How Much and What Kind of Needs Does an Adult Need?
The Recommended Dietary Allowance (RDA) for molybdenum for men and women is 45 mcg (μg – microgram) per day. On average, American adult males have a daily intake of about 109 mcg molybdenum, while women’s daily intake is about 76 mcg, well above the recommended amount. For pregnant women and breastfeeding women, the BKA is 50 mcg. The risk of toxicity from food sources of molybdenum in humans is very low. The tolerable upper intake level (UL) for adults is 2mg per day and occurs only with careless supplementation.
How Much Does a Child Need?
Infant adequate intake (AI) from birth to six months is 2 mcg and 3 mcg for babies seven to 12 months old, and the baby typically receives it easily with human milk intake. The BKA is 17 mcg for children one to three years old, 22 mcg for children four to eight years old, 34 mcg for children nine to 13 years old, and 43 mcg for children 14 to 18 years old.
How Do You Get Sufficient With Food?
The amount of molybdenum contained in food depends on both the type of food and the soil in which the food (or feed) is growing. Legumes such as beans, lentils, and peas, and grains and leafy vegetables are considered good sources of molybdenum.

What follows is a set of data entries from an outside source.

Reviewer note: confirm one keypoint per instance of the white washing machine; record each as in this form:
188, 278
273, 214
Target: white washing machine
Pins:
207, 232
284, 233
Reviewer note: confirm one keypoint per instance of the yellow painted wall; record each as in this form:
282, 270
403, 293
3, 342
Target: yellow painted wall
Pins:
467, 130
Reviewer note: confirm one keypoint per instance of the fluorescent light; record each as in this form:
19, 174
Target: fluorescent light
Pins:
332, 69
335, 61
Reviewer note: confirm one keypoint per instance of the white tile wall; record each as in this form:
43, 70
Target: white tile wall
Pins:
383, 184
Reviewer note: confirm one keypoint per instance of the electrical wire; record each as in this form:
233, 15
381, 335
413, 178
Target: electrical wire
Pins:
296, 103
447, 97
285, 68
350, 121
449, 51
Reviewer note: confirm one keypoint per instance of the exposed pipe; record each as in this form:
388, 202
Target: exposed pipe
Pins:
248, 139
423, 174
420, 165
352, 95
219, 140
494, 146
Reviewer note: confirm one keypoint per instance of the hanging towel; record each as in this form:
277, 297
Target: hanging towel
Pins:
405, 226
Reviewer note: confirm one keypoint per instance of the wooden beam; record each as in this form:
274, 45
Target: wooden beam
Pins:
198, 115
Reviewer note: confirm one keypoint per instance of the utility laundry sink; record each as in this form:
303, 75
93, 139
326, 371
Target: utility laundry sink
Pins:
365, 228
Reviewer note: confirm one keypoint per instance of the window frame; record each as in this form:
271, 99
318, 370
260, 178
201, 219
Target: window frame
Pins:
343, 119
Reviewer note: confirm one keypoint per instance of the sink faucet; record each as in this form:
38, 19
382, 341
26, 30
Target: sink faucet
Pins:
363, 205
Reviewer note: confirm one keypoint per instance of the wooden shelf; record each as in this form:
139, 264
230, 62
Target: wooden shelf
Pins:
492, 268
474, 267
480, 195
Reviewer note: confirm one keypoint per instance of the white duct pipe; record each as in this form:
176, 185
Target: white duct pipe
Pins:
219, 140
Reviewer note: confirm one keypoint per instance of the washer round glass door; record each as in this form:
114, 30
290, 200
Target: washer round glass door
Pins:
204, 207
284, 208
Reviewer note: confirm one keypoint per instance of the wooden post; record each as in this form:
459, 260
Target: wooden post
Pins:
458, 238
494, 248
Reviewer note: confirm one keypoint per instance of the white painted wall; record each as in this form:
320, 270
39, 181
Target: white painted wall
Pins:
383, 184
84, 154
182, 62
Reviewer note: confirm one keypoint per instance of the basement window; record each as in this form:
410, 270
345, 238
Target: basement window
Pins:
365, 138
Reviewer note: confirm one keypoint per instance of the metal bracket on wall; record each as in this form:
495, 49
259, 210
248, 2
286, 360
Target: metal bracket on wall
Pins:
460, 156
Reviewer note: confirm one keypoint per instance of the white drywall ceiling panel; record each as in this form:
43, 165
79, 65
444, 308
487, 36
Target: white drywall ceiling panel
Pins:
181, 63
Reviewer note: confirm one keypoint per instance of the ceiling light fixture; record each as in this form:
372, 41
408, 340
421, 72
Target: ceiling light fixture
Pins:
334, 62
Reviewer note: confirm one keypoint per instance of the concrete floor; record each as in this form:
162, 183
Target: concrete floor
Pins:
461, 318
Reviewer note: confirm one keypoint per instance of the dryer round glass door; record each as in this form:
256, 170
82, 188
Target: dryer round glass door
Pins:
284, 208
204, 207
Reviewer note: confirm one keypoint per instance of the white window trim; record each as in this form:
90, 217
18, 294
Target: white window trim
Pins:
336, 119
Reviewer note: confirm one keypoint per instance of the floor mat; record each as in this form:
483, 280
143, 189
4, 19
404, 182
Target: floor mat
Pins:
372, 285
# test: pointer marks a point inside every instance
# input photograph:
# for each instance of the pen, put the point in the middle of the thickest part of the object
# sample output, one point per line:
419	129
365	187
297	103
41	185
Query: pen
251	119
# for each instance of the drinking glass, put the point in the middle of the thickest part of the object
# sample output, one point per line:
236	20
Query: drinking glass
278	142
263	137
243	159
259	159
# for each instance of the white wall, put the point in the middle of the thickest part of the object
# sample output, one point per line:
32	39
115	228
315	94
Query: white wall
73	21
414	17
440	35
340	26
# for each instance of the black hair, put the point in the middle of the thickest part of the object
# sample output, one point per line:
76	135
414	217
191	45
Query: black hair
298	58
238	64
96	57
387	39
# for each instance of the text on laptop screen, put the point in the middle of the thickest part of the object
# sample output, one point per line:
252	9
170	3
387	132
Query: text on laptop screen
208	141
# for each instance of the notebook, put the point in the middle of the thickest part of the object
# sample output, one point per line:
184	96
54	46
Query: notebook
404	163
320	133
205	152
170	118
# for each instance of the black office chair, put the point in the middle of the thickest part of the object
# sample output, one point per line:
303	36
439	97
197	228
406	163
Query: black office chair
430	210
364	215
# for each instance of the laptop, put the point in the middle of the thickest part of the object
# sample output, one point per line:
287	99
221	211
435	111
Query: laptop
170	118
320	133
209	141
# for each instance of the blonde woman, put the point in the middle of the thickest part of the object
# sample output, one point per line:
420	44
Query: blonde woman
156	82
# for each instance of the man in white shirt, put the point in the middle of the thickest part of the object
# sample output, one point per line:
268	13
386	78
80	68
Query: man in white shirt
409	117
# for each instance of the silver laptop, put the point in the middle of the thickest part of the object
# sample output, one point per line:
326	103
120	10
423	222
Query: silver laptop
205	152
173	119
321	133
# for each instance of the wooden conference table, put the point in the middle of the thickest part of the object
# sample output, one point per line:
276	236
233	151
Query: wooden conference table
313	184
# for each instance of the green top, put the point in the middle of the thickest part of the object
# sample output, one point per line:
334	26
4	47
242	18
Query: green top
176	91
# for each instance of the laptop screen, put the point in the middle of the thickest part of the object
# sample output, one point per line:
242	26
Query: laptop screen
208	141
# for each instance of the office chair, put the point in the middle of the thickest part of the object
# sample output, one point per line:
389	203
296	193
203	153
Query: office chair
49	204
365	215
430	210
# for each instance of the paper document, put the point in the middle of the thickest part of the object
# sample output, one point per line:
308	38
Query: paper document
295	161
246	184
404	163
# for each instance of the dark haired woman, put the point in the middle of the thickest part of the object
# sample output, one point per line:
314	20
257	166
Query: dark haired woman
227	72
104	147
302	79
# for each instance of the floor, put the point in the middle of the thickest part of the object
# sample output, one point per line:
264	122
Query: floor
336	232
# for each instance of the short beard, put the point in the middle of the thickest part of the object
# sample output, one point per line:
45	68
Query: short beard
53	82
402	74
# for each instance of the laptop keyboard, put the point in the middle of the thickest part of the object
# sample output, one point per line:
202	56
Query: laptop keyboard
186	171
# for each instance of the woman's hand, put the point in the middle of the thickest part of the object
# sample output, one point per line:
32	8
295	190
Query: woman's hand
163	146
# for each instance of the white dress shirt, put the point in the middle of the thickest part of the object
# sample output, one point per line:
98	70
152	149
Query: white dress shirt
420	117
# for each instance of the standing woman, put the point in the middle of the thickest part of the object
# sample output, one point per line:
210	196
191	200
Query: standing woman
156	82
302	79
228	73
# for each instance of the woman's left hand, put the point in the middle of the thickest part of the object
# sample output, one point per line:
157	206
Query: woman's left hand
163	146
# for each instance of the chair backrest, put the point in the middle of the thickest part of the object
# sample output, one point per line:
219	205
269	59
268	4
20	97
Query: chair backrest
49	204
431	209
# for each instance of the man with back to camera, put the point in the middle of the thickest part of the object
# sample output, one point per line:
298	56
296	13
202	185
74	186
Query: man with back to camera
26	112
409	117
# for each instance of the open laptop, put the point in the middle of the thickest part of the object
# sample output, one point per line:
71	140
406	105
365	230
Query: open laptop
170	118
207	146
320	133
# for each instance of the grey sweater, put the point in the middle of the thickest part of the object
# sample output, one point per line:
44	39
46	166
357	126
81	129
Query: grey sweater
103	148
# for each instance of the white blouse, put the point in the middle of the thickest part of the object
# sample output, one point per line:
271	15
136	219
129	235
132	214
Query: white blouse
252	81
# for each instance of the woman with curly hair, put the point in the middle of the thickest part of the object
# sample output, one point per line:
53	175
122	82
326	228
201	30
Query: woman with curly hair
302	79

The liver is also a good source of molybdenum, but animal products are often poor sources of the element. In general, the typical American diet contains molybdenum levels well above the Recommended Daily Allowance (RDA).
Are There Any Risks Associated With Too Much Consumption?
Although molybdenum does not have a known level of toxicity in humans, taking it in high concentrations can interfere with the absorption of copper, causing adverse effects on copper levels. One study found that high levels of dietary molybdenum, up to 1,500 mcg, caused excess copper excretion. However, another study has shown no adverse effects of excessive molybdenum intake through supplements (up to 1,500 mcg per day) on copper levels in humans.
Are There Any Other Special Considerations?
Molybdenum is abundant in human tooth enamel and may play a role in reducing the risk of tooth decay.
Molybdenum dust and fumes, such as those found in some industrial settings, can be toxic (particles are trapped in the sinuses when inhaled and then ingested) and direct exposure can cause skin and eye irritation.